Concatenate is BiFunction that returns the concatenation of the two strings passed to it.

func Identity 

func Identity[T any](v T) T

Identity is a basic Function that returns the original value passed to it, unmodified.

func IdentityFinisher 

func IdentityFinisher[T any](t T) T

IdentityFinisher is a basic finisher that returns the original value passed to it, unmodified.

func Max 

func Max[T Comparable](a, b T) T

Max is a BiFunction that returns the greatest of 2 values.

func Min 

func Min[T Comparable](a, b T) T

Min is a BiFunction that returns the smallest of 2 values.

func Sum 

func Sum[T Mathable](a, b T) T

Sum is a BiFunction that returns the sum of 2 values.

Types

type Any 

type Any any

Any is an alias for type `any`.

func ToAny 

func ToAny[T any](v T) Any

ToAny is a basic Function that returns the original value passed to it, cast to an 'Any' type.

type BiConsumer 

type BiConsumer[T, U any] func(T, U)

BiConsumer that accepts two arguments and does not return any value.

type BiFunction 

type BiFunction[T, U, R any] func(T, U) R

BiFunction that accepts two arguments and produces a result.

type BinaryOperator 

type BinaryOperator[T any] func(T, T) T

BinaryOperator that accepts two arguments of the same type and produces a result of the same type. This is a special case of BiFunction.

type Collector 

type Collector[T, A, R any] struct {
	// contains filtered or unexported fields
}

A Collector is a mutable reduction operation, optionally transforming the accumulated result.

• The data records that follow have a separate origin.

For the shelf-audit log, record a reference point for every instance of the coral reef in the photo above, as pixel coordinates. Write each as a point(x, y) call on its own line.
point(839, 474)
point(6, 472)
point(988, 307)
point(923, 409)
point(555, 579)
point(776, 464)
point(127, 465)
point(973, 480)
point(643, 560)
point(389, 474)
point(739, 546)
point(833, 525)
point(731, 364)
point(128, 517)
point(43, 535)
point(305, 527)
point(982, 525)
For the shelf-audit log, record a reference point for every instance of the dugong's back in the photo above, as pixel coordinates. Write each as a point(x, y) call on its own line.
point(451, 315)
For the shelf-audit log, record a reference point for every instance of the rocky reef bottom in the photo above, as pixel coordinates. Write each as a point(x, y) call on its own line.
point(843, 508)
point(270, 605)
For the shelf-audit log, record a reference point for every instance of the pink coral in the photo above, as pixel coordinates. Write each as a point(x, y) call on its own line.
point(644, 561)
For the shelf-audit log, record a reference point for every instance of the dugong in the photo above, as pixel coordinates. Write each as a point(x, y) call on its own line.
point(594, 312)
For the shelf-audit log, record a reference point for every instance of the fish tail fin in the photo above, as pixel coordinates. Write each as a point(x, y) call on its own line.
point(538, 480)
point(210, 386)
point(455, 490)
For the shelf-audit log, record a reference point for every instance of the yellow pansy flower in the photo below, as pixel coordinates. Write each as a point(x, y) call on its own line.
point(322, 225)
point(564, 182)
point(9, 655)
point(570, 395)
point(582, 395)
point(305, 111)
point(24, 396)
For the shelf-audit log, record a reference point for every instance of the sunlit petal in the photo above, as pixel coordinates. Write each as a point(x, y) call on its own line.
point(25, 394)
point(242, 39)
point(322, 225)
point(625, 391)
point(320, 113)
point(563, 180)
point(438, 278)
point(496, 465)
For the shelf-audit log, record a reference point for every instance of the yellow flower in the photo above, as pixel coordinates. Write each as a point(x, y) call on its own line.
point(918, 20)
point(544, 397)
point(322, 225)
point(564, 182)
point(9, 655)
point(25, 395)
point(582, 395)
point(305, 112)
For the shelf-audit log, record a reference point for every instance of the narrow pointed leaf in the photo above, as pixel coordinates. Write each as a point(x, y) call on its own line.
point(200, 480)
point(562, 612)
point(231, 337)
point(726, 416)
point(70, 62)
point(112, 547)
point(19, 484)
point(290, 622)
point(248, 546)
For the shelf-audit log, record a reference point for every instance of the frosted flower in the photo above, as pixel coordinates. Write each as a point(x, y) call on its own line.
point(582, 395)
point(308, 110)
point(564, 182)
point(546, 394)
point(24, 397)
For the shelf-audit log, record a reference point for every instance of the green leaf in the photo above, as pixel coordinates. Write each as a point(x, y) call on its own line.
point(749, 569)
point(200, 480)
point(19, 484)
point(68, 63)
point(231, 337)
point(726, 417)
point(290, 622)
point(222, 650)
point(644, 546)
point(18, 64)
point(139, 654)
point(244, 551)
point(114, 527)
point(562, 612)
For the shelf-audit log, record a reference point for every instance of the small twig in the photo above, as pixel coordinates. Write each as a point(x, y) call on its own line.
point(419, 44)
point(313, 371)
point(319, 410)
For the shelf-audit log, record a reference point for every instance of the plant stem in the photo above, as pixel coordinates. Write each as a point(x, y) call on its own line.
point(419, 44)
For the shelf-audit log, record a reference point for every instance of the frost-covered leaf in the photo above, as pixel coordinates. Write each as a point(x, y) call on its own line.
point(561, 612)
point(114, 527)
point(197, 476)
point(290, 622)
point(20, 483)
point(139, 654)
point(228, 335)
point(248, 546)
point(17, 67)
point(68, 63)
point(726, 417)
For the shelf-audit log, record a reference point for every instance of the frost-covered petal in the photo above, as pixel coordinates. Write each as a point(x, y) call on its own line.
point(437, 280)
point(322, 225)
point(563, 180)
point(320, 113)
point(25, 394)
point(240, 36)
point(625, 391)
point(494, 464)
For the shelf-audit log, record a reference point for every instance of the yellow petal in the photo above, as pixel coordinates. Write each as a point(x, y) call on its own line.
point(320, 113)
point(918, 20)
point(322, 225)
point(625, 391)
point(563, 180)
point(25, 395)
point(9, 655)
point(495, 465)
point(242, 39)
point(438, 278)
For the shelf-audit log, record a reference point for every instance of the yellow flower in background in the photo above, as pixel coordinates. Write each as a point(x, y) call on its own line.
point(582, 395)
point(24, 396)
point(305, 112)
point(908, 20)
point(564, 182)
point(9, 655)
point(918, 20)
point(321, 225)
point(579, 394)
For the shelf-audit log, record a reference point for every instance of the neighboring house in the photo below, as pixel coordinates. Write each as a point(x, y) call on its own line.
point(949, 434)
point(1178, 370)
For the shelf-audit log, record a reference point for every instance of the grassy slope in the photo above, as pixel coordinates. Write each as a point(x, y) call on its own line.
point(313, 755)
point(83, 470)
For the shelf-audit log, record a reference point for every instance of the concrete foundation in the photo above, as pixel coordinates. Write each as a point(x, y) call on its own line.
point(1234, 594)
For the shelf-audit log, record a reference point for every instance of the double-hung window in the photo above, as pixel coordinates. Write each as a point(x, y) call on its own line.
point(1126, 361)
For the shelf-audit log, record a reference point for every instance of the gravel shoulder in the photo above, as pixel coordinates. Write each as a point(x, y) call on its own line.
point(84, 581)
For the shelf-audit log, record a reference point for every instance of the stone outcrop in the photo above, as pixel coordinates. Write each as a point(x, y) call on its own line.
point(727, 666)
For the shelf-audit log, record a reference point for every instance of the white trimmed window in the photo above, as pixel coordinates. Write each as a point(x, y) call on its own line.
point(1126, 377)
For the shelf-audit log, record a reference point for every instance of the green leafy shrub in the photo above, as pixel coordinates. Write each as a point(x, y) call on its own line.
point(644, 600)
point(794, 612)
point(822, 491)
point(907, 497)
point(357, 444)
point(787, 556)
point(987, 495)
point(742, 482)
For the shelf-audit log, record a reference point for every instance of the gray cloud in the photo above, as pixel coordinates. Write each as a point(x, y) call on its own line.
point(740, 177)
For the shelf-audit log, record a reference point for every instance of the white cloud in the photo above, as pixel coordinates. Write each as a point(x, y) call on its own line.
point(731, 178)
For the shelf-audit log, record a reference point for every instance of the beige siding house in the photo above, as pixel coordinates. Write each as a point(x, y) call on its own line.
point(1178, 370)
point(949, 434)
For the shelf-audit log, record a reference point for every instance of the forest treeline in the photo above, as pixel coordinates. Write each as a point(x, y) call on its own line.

Collectors can be combined to express complex operations in a concise manner.

In other words, a collector allows creating custom actions on a Stream. **fuego** comes shipped with a number of methods such as `MapToInt`, `Head`, `LastN`, `Filter`, etc, and Collectors also provide a few additional methods. But what if you need something else? And it is straightforward or readable when combining the existing methods fuego offers? Enters `Collector`: implement you own requirement functionally! Focus on *what* needs to be done in your streams (and delegate the details of the *how* to the implementation of your `Collector`).

Type T: type of input elements to the reduction operation Type A: mutable accumulation type of the reduction operation (often hidden as an implementation detail) Type R: result type of the reduction operation.

func Filtering 

func Filtering[T, A, R any](predicate Predicate[T], collector Collector[T, A, R]) Collector[T, A, R]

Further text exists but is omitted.